Core Work-Items
Themeing in e4 is done using CSS like Declarative Syntax. The latest nightly builds introduce an extension point which allows people to define and contribute CSS-Files to make up a theme from different css-Files.
So now plugin-developers can contribute stylesheets which hold CSS-Definitions (classes, …) they use in their UI-Bundles. One of the interesting things in this sense is that even the latest 3.6 builds can make use of the CSS themeing support (an example is my Workbench-Modeleditor which now runs unmodified in 3.6).

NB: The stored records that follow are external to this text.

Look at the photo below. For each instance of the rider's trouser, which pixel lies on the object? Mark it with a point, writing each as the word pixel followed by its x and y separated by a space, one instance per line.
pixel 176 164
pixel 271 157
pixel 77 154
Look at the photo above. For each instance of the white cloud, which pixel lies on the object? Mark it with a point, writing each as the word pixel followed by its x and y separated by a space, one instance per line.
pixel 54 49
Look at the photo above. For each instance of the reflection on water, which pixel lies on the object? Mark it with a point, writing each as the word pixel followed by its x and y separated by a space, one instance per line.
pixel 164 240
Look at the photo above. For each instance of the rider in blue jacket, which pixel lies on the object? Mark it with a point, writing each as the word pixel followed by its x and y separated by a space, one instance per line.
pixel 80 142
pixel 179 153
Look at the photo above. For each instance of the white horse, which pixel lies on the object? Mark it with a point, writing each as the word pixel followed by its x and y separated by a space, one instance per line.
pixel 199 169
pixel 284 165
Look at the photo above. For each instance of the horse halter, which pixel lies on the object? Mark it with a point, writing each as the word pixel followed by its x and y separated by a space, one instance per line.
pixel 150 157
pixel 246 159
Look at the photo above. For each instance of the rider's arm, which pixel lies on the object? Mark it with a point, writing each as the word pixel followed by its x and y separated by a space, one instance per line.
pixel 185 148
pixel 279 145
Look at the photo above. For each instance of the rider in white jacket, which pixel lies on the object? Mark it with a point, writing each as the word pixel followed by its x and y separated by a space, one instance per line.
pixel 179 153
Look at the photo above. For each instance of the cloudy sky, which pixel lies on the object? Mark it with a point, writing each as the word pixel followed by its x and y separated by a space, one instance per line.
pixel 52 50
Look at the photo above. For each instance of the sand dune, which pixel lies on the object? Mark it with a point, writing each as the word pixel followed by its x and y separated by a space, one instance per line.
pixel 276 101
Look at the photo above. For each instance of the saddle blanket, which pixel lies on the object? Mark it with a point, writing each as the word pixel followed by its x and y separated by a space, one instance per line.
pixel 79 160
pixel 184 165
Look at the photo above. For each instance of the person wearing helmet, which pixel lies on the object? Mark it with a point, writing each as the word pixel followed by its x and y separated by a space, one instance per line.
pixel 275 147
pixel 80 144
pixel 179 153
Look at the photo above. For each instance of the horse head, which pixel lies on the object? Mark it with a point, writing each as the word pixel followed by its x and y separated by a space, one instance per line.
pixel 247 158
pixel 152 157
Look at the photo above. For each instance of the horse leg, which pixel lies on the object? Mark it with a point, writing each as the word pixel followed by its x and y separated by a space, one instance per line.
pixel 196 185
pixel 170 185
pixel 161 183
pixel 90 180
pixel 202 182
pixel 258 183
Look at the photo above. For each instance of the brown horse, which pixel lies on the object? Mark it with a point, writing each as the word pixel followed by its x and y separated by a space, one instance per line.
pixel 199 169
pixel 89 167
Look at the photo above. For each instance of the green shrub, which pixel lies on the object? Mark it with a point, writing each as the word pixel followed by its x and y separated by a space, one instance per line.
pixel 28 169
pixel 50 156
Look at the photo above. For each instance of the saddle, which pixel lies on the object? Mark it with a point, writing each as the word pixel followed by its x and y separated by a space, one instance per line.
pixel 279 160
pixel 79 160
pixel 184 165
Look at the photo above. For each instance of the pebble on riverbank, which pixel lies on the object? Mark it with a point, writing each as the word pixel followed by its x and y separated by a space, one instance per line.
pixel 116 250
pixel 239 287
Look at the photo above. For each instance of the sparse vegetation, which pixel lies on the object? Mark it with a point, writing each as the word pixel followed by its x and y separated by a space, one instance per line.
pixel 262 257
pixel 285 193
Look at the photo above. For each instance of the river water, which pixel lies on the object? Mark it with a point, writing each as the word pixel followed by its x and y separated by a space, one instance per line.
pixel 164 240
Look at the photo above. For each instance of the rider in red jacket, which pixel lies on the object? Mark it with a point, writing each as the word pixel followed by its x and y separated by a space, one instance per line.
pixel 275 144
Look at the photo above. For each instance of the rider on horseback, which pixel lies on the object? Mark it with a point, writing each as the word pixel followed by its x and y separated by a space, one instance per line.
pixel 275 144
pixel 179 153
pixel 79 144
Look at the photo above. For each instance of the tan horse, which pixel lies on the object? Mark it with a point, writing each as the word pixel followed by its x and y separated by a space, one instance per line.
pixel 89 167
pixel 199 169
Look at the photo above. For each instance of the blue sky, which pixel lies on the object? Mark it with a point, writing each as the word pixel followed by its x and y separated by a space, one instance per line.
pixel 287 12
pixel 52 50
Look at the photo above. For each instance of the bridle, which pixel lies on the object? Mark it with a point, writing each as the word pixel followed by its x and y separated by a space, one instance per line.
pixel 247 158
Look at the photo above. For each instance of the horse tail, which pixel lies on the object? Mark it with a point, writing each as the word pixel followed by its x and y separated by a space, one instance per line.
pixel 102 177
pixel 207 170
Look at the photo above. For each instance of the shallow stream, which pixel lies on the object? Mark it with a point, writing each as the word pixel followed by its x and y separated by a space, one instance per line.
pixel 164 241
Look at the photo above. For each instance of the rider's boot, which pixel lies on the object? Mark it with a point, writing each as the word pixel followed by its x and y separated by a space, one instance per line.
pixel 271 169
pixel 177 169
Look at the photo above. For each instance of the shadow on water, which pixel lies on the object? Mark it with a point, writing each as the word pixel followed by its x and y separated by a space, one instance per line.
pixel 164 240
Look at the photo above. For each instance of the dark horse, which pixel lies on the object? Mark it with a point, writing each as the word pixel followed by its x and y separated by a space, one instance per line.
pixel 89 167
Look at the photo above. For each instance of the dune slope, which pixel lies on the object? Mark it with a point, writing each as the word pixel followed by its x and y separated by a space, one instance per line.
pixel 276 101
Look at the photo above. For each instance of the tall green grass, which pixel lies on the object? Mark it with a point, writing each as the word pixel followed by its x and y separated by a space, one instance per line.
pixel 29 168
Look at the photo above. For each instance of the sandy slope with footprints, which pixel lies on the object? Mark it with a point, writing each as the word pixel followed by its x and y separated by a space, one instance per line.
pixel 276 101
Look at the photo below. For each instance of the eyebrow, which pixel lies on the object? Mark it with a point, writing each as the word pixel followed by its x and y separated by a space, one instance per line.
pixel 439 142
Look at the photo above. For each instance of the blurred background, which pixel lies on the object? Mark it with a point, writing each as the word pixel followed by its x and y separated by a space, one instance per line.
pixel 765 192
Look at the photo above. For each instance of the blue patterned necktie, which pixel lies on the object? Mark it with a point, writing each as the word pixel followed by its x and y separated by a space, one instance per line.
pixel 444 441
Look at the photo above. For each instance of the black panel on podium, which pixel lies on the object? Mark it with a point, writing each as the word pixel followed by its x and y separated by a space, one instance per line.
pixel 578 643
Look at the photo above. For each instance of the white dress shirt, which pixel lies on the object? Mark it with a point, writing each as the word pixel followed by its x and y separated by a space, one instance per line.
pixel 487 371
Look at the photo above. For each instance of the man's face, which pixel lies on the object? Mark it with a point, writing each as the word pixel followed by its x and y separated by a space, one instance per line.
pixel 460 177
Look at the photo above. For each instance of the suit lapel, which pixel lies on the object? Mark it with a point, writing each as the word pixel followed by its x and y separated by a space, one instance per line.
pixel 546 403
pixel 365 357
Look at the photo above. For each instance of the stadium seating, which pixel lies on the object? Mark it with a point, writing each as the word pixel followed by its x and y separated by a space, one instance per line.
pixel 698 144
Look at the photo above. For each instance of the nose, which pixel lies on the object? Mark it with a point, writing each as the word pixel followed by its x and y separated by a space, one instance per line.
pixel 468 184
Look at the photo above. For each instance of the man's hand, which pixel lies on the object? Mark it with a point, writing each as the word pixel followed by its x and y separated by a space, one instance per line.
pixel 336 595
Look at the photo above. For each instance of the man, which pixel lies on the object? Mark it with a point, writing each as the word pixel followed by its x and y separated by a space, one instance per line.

The extension point is used to make up a theme in a declarative manner but IThemeManager is also registered in the OSGi-Service registry and can be access by client code e.g. to switch the UI-Theme on the fly.
In 3.x e.g. like this:
public class CSSViewPart extends ViewPart {
private static final String CSS_CLASS_KEY = "org.eclipse.e4.ui.css.CssClassName"; //$NON-NLS-1$
@Override
public void createPartControl(Composite parent) {
Bundle b = FrameworkUtil.getBundle(getClass());
BundleContext ctx = b.getBundleContext();
ServiceReference ref = ctx.getServiceReference(IThemeManager.class.getName());
IThemeManager mgr = (IThemeManager) ctx.getService(ref);
final IThemeEngine engine = mgr.getEngineForDisplay(parent.getDisplay());
// ...
}
}
In e4 you’d better use simply @Inject to even get the theme engine bound to the workbench instance:
public class CSSView {
@Inject
private IThemeManager manager;
@Inject
private IThemeEngine engine;
}
An example CSS-File could look like this:
.h2 {
color: white;
font-size: 20pt;
}
.container {
background-color: gradient radial #575757 #101010 60%;
}
and the Java-Code to use it
final Composite p = new Composite(parent, SWT.NONE);
p.setData(CSS_CLASS_KEY, "container");
p.setBackgroundMode(SWT.INHERIT_DEFAULT);
p.setLayout(new GridLayout(2, false));
Label l = new Label(p, SWT.NONE);
l.setData(CSS_CLASS_KEY, "h2");
l.setText("This is a headline");
l.setLayoutData(new GridData(SWT.FILL, SWT.DEFAULT, false, false, 2, 1));
engine.applyStyles(p, true); // Apply the CSS-Instructions of the current active theme
The last line applies the current theme CSS-Information on all elements below the given widget.
Switching between themes is quite easy using:
engine.setTheme("org.eclipse.e4.demo.contacts.dark");
Which makes the 3.x ViewPart look like this with a radial black gradient:

The currently needed plug-ins from e4 and orbit are:

Model Editor
I started refactoring some code so that model modification can be run using the e4-CommandService. Beside that I added support for Main-Menu creation and fixed some other small things.